If there was ever a piece of literature that was made for Close Reading and deep reading techniques, it’s this poem. There are so many beautifully crafted lines and stanzas, metaphors, and other literary devices that you could spend an entire class period on a few lines. My students really enjoyed this process, and told me that they appreciated this title choice.
As part of my attempt to find secondary sources and texts to expand the themes within Beowulf, the in-theaters-now film, “Lone Survivor” came to mind. The glorification of war and soldiers and heroism is pervasive not only in Beowulf but in ancient Anglo-Saxon culture. The story of American soldiers caught in such dire straits and their fortitude to survive became the perfect pairing for Beowulf and his dauntless monster-fighting legacy.
According to IMDb:
Marcus Luttrell, a Navy Seal, and his team set out on a mission to capture or kill notorious al Qaeda leader Ahmad Shahd, in late June 2005. After running into mountain herders and capturing them, they were left with no choice but to follow their rules of engagement or be imprisoned. Now Marcus and his team are left to fight for their lives in one of the most valiant efforts of modern warfare. Written by Jacob Smith.
My lesson began with an anticipatory question: What qualifies a decision as heroic versus foolish?
Our objective for the day that was posted beneath the opening question was: Compare and contrast the heroic decisions between Beowulf and the Navy Seals in the article, “The ‘Lone Survivor’ Tells the Story of a Tragic Navy Mission.

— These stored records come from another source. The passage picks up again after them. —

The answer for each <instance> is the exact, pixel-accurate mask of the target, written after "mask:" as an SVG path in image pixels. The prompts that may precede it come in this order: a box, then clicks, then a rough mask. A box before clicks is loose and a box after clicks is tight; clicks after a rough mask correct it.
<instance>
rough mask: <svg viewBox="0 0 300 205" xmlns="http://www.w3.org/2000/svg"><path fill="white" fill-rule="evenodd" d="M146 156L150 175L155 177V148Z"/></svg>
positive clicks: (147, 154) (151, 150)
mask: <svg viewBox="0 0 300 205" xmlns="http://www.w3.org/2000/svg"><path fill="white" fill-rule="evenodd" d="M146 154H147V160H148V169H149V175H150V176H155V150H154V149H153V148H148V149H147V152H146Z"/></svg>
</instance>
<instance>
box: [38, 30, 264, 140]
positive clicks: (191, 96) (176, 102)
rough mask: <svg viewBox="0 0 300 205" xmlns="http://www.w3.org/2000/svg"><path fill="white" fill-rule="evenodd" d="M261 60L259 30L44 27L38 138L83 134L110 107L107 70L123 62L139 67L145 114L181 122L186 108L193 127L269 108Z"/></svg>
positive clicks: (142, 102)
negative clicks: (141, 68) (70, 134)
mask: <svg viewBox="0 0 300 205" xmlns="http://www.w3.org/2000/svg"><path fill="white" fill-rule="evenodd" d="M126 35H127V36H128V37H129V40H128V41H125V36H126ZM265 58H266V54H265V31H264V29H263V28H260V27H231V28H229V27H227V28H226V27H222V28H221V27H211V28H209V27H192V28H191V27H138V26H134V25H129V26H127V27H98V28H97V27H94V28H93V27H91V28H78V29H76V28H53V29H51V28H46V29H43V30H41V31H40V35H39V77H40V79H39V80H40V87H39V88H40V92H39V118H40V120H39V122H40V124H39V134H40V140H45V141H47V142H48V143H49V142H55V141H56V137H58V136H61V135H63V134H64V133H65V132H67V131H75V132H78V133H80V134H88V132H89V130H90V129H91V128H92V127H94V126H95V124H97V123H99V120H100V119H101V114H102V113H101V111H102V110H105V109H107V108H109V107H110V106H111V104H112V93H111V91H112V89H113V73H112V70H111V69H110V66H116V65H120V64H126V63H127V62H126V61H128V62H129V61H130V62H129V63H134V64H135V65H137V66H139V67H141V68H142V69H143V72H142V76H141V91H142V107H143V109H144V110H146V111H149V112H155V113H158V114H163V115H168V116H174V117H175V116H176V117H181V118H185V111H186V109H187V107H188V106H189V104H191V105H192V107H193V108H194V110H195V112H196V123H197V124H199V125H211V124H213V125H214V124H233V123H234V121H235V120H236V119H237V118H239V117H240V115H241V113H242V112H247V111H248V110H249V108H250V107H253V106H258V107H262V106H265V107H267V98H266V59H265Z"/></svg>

After we discussed their responses to the opening question, I introduced the background of the Marcus Luttrell’s story by teasing the key points. I put up a picture of Luttrell and the movie poster for “Lone Survivor” as we talked. Next I passed out transcripts of the NPR interview for students to following along with as they listened. Students were required to highlight and annotate the text as we listened, looking for examples of heroism, vocabulary words they were unfamiliar with, and any other parallels to Beowulf that they could identify. I wanted to leave this open for the students to use their critical thinking skills.
As we listened to the interview, students were busily working and annotating, and my heart was bursting!
Once the interview was over, the students shared what they highlighted with their table partners. I asked them to consider the following questions:
1. What connections did you make between Luttrell’s story and Beowulf?
2. What was different between the stories?
3. What vocabulary words did you identify? Did anyone else have a definition for you?
4. Do you think Beowulf and the Navy Seals could have switched places? Who would have been able to defeat the enemy? Who would have failed? Why?
Once those four questions were completed, we shared our findings. I asked students to share their highlighted portions of the text and they were required to support their notation by sharing the parallel Beowulf elements. No answer could stand alone from the epic poem.
Students eventually forgot that I was there because the discussion moved from my questions to their analysis.